The night or morning before you are going to cook, visualize the whole process up to the finished plate
This is a trick I picked up in my early 20’s after reading about a basketball coach who taught his players to close their eyes the night before a game and picture themselves getting ready for the game, walking onto the court and so on. He advised them to imagine it all down to the smallest detail and most importantly to imagine themselves as being happy and relaxed. At first I used the technique in college to help me with my running and studies and found that it worked brilliantly. Later, after I became a chef I used it to help me construct dishes and menus when I began to find that the pressure of working in a noisy kitchen was beginning to put a damper on my ability to create and cook efficiently.
Break up tasks into chunks and finish all of one chunk before you move onto another
I sometimes refer to this as the “Henry Ford” approach in recognition of his alleged invention of the production line. If you are preparing mushrooms, don’t wash one, pat it dry, cut off the stem and cut the cap. Wash all of the mushrooms, dry them all, cut off all the stems, then cut them all up. By doing all of one step before moving onto another, you limit the number of tools you need on hand at any given moment to one, reduce the number of hand positions required, and you minimize the distance that your body has to move while you are doing the job so that in the end, you can focus on working fast and deftly.

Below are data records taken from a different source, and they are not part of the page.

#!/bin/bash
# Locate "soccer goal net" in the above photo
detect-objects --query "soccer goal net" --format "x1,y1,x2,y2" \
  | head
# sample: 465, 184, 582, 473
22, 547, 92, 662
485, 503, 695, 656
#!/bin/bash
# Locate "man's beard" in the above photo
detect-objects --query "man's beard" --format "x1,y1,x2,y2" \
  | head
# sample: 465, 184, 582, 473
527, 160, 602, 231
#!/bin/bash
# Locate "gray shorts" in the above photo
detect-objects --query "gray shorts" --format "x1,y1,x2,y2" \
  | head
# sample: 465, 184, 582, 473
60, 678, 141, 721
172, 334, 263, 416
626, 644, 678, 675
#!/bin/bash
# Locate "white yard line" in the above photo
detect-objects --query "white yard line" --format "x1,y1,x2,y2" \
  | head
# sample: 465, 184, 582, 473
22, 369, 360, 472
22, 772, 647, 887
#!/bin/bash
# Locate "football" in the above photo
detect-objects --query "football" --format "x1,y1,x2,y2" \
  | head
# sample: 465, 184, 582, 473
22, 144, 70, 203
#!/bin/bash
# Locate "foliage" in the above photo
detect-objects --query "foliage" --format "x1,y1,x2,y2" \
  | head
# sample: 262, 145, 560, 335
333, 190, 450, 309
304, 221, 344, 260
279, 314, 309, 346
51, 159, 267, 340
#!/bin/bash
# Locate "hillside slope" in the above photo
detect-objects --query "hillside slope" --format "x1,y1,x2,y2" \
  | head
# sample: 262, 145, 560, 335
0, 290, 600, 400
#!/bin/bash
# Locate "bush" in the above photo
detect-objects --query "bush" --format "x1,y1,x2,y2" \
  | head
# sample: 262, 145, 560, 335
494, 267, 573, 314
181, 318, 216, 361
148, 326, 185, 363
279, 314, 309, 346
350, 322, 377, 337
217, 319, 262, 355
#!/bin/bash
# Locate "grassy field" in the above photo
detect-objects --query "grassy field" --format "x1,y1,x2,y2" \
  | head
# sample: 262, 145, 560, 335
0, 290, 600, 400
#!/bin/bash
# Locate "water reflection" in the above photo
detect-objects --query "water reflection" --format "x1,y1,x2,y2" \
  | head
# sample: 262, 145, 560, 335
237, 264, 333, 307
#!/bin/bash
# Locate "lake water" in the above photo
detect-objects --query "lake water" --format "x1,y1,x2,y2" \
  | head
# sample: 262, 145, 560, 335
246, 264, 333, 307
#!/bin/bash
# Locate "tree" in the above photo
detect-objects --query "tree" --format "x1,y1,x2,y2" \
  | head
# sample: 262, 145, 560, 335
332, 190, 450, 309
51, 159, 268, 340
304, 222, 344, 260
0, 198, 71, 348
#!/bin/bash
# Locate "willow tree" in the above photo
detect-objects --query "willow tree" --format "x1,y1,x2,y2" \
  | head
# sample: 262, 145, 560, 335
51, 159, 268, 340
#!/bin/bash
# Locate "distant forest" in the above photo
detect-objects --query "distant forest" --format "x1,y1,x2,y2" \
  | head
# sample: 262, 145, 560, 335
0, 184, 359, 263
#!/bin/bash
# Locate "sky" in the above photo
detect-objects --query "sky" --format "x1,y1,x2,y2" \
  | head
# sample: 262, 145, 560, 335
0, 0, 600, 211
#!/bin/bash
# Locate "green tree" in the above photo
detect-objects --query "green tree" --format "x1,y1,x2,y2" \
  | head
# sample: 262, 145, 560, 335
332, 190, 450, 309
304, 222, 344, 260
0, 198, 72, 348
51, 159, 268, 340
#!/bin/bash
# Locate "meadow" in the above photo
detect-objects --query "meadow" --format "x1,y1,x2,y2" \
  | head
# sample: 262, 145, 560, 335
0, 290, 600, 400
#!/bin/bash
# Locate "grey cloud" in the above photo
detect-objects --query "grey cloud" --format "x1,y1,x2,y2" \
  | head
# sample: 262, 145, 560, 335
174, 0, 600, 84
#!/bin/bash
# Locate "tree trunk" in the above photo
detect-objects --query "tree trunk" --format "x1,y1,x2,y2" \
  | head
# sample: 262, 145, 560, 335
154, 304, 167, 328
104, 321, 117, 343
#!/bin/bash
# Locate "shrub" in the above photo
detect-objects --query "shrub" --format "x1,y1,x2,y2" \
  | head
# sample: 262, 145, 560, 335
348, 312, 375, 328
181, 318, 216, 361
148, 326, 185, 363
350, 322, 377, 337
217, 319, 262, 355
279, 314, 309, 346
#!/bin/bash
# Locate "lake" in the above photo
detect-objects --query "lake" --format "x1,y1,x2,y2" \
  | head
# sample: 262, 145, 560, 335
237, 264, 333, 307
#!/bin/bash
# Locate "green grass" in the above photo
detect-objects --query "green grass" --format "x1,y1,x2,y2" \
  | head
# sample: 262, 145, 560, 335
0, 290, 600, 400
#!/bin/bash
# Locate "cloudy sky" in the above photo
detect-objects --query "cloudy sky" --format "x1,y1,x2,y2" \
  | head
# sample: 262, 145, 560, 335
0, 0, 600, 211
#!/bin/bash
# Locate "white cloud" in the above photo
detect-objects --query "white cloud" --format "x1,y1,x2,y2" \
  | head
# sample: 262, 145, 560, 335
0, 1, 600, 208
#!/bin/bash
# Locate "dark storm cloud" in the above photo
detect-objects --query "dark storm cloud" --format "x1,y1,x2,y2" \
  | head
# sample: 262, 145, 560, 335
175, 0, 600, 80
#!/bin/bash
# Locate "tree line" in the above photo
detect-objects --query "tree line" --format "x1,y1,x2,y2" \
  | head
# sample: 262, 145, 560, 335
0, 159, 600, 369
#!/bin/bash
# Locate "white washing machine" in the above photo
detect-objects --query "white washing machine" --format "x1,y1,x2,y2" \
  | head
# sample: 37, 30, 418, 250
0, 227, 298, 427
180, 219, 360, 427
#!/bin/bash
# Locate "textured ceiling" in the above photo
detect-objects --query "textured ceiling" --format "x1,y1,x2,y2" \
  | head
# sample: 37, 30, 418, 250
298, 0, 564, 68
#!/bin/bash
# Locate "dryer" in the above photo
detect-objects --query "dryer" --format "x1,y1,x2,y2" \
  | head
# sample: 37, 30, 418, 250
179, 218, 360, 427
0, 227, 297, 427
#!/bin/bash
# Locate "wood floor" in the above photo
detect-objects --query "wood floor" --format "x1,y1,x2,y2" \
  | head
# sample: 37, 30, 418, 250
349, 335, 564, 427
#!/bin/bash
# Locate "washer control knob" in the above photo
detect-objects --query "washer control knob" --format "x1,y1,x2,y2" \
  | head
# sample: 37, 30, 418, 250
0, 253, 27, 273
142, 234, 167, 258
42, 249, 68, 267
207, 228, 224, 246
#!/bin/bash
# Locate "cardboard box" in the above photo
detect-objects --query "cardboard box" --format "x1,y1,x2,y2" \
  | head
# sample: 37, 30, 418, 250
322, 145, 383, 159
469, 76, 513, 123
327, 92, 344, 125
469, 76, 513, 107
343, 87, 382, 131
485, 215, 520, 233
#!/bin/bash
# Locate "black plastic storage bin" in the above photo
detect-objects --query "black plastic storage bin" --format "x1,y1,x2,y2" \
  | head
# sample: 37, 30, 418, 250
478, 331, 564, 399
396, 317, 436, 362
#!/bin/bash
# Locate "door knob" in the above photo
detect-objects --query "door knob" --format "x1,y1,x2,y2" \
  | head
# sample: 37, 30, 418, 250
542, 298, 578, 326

Make it simpler, not more complicated
It’s easier and arguably more beautiful to take a half of a chicken breast, flatten it gently with a mallet, dust it with flour, season it with salt and pepper and sauté it in clarified butter than it is to whack the thing up into strips, and stir-fry it in a wobbly wok. And if you take the trouble to find really high quality chicken like the kind that I get where I work, you won’t want to do anything that will obscure it’s identity or intrinsic flavor.
It is a useful intellectual and, I would argue, practical exercise to occasionally walk the path implied by the (usually negatively critical) term from classical philosophy and go reductio ad absurdum when planning a meal. Instead of thinking about what you can add to make it better, think about what you can leave out (heat or salt for example). The same applies to cooking tools. Try boning a raw chicken with your fingers (it’s easier than you think) or cook an entire meal using only one knife, or one pot.
And if all of that seems too daunting, well then, try visualizing someone else doing the cooking.